NCM 30x13.5x5 / N38 - channel magnetic holder

Strengths as well as weaknesses of neodymium magnets.

Besides their tremendous field intensity, neodymium magnets offer the following advantages:

• They do not lose strength, even during nearly ten years – the decrease in lifting capacity is only ~1% (according to tests),
• Neodymium magnets remain highly resistant to magnetic field loss caused by external field sources,
• Thanks to the metallic finish, the plating of nickel, gold, or silver gives an visually attractive appearance,
• Magnets have maximum magnetic induction on the working surface,
• Through (adequate) combination of ingredients, they can achieve high thermal resistance, enabling operation at temperatures approaching 230°C and above...
• Possibility of exact modeling as well as adjusting to specific requirements,
• Key role in electronics industry – they are commonly used in computer drives, brushless drives, precision medical tools, and complex engineering applications.
• Compactness – despite small sizes they provide effective action, making them ideal for precision applications

Cons of neodymium magnets: application proposals

• To avoid cracks under impact, we suggest using special steel housings. Such a solution secures the magnet and simultaneously increases its durability.
• NdFeB magnets demagnetize when exposed to high temperatures. After reaching 80°C, many of them experience permanent weakening of power (a factor is the shape as well as dimensions of the magnet). We offer magnets specially adapted to work at temperatures up to 230°C marked [AH], which are extremely resistant to heat
• Magnets exposed to a humid environment can corrode. Therefore while using outdoors, we advise using waterproof magnets made of rubber, plastic or other material protecting against moisture
• Limited ability of producing threads in the magnet and complicated shapes - recommended is casing - magnetic holder.
• Possible danger to health – tiny shards of magnets can be dangerous, in case of ingestion, which becomes key in the aspect of protecting the youngest. It is also worth noting that tiny parts of these magnets can complicate diagnosis medical after entering the body.
• Due to expensive raw materials, their price is relatively high,

Optimal lifting capacity of a neodymium magnet – what affects it?

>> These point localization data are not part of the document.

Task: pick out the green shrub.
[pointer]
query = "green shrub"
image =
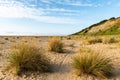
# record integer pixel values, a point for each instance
(55, 45)
(27, 57)
(93, 41)
(92, 64)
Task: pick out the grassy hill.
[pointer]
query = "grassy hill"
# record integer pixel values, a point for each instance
(105, 27)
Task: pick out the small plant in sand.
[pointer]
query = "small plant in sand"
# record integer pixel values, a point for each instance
(1, 42)
(27, 57)
(6, 38)
(110, 40)
(91, 63)
(55, 45)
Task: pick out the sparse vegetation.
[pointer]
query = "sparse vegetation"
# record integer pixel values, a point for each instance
(91, 63)
(110, 40)
(6, 38)
(27, 57)
(55, 45)
(95, 40)
(1, 42)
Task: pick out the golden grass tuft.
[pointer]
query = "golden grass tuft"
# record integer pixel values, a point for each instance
(91, 63)
(27, 57)
(55, 45)
(95, 40)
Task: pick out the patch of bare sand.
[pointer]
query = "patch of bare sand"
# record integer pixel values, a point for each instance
(61, 62)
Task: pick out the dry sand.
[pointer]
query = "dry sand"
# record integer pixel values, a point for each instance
(61, 62)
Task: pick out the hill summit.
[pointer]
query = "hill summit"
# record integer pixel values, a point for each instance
(105, 27)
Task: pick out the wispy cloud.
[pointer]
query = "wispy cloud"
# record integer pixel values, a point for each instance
(14, 9)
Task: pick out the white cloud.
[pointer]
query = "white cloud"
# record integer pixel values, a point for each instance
(16, 9)
(74, 3)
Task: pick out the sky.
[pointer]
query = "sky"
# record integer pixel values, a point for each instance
(53, 17)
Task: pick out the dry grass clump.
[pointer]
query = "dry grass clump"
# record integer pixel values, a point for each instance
(110, 40)
(1, 42)
(95, 40)
(27, 57)
(6, 38)
(55, 45)
(91, 63)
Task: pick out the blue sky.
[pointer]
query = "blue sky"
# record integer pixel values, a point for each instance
(53, 17)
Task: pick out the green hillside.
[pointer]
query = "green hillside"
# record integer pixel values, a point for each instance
(105, 27)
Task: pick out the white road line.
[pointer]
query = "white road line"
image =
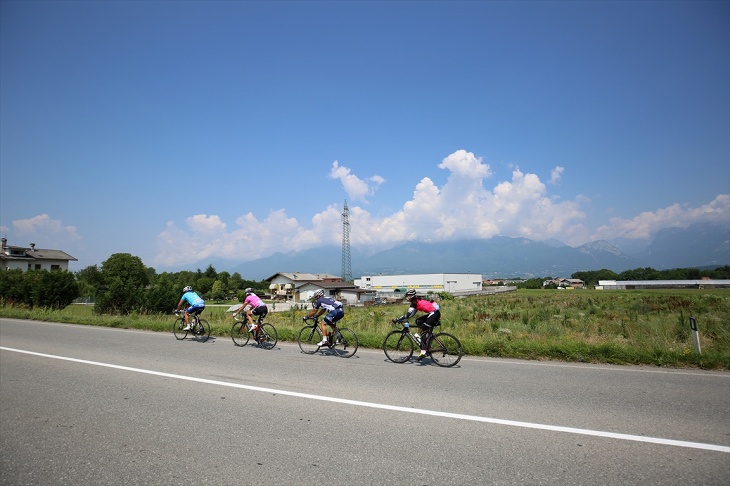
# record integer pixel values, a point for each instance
(458, 416)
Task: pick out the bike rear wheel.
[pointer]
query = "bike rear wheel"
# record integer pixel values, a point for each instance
(344, 342)
(267, 336)
(240, 334)
(445, 349)
(309, 337)
(178, 328)
(201, 330)
(398, 347)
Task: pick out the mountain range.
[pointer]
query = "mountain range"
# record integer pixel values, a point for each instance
(699, 245)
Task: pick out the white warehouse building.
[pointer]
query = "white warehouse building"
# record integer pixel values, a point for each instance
(423, 283)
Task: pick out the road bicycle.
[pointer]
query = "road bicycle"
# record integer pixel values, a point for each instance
(342, 341)
(443, 348)
(199, 328)
(265, 335)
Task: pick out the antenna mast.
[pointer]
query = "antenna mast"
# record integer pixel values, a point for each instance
(346, 262)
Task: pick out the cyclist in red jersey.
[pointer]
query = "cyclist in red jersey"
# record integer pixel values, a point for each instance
(428, 321)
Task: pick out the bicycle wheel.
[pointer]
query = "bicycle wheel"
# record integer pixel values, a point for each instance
(267, 336)
(344, 342)
(445, 349)
(239, 333)
(202, 330)
(398, 347)
(178, 328)
(309, 337)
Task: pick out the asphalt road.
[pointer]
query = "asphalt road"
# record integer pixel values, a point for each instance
(82, 405)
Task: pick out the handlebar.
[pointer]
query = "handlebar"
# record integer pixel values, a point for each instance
(401, 324)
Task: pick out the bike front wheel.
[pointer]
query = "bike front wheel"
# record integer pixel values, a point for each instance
(344, 342)
(239, 333)
(202, 330)
(398, 347)
(267, 336)
(309, 338)
(178, 328)
(445, 349)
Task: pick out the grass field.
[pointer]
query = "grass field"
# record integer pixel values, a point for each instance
(649, 327)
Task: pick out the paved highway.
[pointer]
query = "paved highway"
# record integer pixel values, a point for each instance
(82, 405)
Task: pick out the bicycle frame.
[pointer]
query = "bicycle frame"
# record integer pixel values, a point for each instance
(443, 348)
(341, 340)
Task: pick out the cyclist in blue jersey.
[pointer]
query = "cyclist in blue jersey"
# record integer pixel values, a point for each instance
(333, 308)
(193, 302)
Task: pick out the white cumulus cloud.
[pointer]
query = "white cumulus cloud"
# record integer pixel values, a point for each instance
(357, 189)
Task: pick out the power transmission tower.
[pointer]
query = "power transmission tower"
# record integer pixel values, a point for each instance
(346, 262)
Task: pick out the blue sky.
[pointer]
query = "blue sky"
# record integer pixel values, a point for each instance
(189, 131)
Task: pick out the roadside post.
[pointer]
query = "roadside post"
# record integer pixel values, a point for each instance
(695, 334)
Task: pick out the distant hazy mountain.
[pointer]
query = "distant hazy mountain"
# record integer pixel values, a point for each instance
(697, 246)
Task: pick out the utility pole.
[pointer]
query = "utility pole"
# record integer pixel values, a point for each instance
(346, 261)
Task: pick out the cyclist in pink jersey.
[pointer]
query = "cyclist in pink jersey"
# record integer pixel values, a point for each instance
(430, 319)
(253, 306)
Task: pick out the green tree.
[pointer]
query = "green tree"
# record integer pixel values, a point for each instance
(39, 288)
(217, 293)
(125, 278)
(163, 295)
(13, 286)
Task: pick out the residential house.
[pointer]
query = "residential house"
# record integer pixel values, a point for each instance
(32, 258)
(300, 287)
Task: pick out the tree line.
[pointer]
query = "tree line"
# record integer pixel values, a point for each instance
(591, 277)
(122, 284)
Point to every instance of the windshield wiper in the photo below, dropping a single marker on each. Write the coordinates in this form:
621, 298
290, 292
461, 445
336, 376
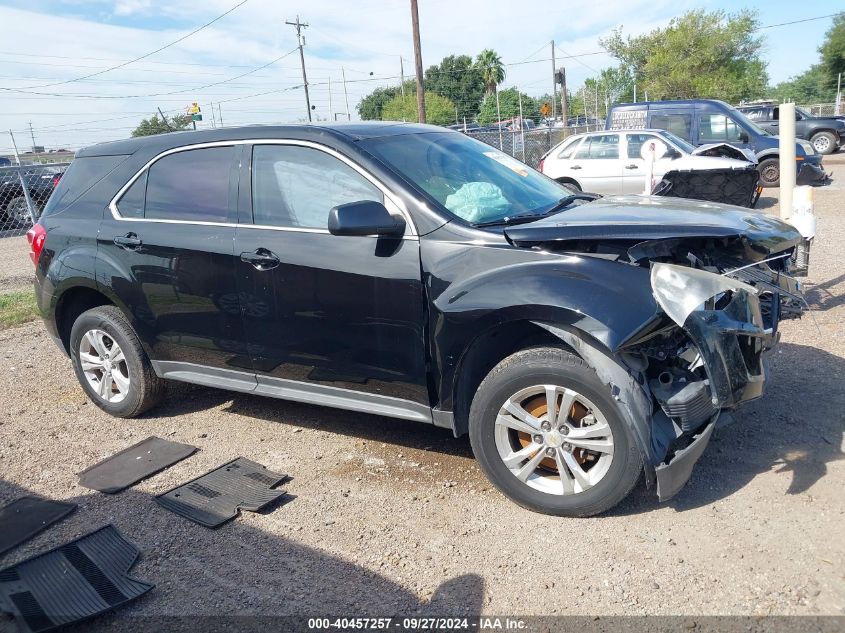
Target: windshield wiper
523, 218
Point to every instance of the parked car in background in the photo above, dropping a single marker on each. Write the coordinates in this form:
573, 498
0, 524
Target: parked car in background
704, 121
41, 181
415, 272
825, 133
611, 162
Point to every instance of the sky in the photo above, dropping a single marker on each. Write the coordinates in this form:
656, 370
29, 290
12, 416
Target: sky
48, 46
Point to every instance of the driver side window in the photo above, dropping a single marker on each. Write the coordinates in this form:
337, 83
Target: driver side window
294, 186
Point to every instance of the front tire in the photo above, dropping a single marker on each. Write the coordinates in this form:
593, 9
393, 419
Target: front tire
824, 142
579, 461
769, 172
111, 364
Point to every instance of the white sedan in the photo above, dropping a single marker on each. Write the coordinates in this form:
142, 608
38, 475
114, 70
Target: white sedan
611, 162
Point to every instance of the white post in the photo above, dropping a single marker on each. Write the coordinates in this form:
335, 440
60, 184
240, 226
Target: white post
786, 132
331, 115
499, 117
521, 125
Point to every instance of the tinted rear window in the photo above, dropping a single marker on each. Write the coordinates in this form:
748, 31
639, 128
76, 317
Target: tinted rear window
81, 175
192, 185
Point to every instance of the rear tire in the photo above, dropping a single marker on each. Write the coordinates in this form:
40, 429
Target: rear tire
543, 489
111, 364
824, 142
769, 172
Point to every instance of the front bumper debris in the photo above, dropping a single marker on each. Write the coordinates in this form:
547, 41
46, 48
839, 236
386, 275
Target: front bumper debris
672, 476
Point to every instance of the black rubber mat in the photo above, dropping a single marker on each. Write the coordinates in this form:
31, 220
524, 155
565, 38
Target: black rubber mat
133, 464
71, 583
23, 518
216, 497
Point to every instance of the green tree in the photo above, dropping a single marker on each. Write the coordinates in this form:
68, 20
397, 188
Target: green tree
370, 107
458, 79
833, 48
439, 110
811, 86
492, 69
508, 106
157, 125
699, 54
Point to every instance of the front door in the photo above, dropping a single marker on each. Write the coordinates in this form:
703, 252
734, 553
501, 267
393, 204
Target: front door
341, 312
167, 252
597, 165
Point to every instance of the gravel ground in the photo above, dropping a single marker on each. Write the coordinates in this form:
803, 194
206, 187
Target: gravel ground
394, 517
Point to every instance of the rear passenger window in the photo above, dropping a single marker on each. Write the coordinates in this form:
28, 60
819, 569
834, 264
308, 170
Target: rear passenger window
131, 204
193, 185
295, 186
602, 146
678, 124
717, 127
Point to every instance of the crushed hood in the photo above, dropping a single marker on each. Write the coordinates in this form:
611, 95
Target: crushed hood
640, 219
726, 151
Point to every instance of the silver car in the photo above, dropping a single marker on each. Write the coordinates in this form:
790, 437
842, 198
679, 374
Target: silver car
611, 162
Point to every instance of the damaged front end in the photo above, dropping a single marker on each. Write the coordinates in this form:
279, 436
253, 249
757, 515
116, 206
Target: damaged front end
707, 353
722, 281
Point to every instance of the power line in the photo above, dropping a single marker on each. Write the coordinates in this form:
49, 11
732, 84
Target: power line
150, 54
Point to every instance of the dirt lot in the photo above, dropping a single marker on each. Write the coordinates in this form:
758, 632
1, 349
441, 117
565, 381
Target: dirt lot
391, 517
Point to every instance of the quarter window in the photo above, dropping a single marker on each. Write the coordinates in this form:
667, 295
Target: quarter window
295, 186
677, 124
193, 185
602, 146
717, 127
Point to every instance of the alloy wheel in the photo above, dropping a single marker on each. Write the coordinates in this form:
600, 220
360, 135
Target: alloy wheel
104, 365
554, 439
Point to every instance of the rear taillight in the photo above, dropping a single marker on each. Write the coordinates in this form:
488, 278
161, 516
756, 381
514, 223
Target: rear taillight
36, 236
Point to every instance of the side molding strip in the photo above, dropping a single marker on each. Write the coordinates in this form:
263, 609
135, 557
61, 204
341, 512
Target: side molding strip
310, 393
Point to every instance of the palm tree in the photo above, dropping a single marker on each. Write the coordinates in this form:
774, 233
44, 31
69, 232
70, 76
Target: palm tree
492, 69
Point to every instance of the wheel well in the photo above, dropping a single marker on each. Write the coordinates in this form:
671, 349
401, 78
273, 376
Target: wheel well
72, 303
485, 352
569, 181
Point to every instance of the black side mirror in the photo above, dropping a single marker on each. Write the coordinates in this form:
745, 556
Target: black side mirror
366, 217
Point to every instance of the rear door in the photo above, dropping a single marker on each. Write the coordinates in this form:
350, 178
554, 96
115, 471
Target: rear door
597, 165
325, 312
167, 252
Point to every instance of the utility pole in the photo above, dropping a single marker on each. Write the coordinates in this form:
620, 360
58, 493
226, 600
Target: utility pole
402, 75
415, 24
554, 83
564, 97
345, 93
301, 39
32, 134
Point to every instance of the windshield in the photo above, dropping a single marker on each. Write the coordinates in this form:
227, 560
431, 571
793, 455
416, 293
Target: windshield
472, 180
678, 141
748, 123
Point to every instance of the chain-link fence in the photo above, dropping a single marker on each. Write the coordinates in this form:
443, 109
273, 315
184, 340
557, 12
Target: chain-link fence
529, 146
24, 191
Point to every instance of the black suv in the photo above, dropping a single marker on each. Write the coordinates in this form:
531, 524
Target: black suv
825, 133
414, 272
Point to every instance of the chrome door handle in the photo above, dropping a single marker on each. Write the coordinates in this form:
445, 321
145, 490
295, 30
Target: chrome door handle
130, 241
261, 259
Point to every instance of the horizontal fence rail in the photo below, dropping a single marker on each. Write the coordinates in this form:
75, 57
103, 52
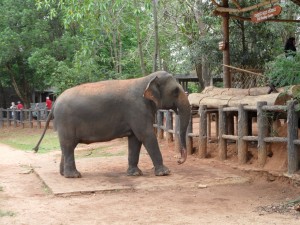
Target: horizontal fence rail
16, 117
167, 122
243, 136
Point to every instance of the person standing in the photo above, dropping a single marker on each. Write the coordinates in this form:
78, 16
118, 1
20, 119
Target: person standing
12, 107
290, 48
48, 103
19, 107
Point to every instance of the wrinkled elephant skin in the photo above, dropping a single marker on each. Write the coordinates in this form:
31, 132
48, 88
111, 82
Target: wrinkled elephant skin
102, 111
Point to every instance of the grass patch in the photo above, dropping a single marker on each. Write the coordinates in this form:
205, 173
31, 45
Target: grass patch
7, 213
25, 139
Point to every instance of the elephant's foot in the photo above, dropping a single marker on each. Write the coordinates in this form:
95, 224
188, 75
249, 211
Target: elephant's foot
162, 170
70, 173
134, 171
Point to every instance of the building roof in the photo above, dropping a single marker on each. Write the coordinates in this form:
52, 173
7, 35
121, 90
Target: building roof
186, 77
296, 2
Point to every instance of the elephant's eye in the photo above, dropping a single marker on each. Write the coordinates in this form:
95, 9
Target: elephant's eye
176, 92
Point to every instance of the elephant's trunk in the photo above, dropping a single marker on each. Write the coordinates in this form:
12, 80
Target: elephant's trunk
184, 113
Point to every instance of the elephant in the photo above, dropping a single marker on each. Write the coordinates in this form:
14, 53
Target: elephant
106, 110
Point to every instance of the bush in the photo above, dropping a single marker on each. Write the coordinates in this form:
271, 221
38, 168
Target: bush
284, 71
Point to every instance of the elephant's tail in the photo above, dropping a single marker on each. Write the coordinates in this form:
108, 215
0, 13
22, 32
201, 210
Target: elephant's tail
36, 148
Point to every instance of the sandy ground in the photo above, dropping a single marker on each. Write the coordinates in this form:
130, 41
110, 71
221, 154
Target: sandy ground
201, 191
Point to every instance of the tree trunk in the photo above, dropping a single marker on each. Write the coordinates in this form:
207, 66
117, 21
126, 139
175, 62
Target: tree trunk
156, 40
2, 96
119, 63
138, 32
198, 68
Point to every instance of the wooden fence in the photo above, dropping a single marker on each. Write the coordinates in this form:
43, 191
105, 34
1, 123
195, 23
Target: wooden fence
14, 117
262, 112
168, 122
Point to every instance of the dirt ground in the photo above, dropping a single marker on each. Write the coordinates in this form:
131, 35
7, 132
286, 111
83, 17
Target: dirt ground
201, 191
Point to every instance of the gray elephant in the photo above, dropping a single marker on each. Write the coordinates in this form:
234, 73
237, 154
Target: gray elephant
102, 111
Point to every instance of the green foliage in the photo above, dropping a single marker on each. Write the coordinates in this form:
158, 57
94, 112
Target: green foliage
284, 71
62, 43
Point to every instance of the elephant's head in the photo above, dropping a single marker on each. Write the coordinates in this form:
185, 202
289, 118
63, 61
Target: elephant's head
166, 93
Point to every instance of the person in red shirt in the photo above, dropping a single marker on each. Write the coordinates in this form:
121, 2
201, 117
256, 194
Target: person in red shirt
48, 103
19, 107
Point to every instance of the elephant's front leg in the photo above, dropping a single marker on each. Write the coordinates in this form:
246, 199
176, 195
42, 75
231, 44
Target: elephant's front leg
134, 148
152, 147
67, 164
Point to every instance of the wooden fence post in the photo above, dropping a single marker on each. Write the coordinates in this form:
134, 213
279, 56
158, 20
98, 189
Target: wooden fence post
293, 152
202, 141
38, 118
8, 113
30, 118
177, 142
222, 130
22, 118
189, 139
169, 126
15, 117
242, 131
1, 118
262, 126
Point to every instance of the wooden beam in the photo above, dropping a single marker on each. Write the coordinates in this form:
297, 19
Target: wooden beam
269, 20
249, 8
243, 70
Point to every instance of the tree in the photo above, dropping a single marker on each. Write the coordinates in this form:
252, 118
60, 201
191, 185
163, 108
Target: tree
30, 47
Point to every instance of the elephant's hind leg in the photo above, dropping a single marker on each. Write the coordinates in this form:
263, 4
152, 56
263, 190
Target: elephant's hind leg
67, 163
152, 147
134, 148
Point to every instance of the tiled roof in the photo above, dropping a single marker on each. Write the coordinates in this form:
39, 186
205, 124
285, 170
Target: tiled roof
296, 2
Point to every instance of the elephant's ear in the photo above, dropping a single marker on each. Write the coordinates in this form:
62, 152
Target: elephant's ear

The lifting capacity listed is a theoretical maximum value conducted under standard conditions:

• using a sheet made of low-carbon steel, functioning as a ideal flux conductor
• whose thickness is min. 10 mm
• with an ideally smooth touching surface
• with zero gap (without coatings)
• during pulling in a direction perpendicular to the plane
• at temperature approx. 20 degrees Celsius

Key elements affecting lifting force

In practice, the actual holding force is determined by many variables, presented from most significant:

• Distance (betwixt the magnet and the metal), because even a microscopic distance (e.g. 0.5 mm) results in a reduction in lifting capacity by up to 50% (this also applies to varnish, corrosion or debris).
• Pull-off angle – remember that the magnet holds strongest perpendicularly. Under shear forces, the capacity drops significantly, often to levels of 20-30% of the maximum value.
• Wall thickness – the thinner the sheet, the weaker the hold. Part of the magnetic field penetrates through instead of generating force.
• Material type – the best choice is pure iron steel. Cast iron may generate lower lifting capacity.
• Surface condition – ground elements ensure maximum contact, which improves field saturation. Rough surfaces weaken the grip.
• Thermal environment – temperature increase causes a temporary drop of force. It is worth remembering the thermal limit for a given model.

* Lifting capacity testing was conducted on a smooth plate of suitable thickness, under perpendicular forces, in contrast under attempts to slide the magnet the holding force is lower. Moreover, even a small distance {between} the magnet and the plate reduces the load capacity.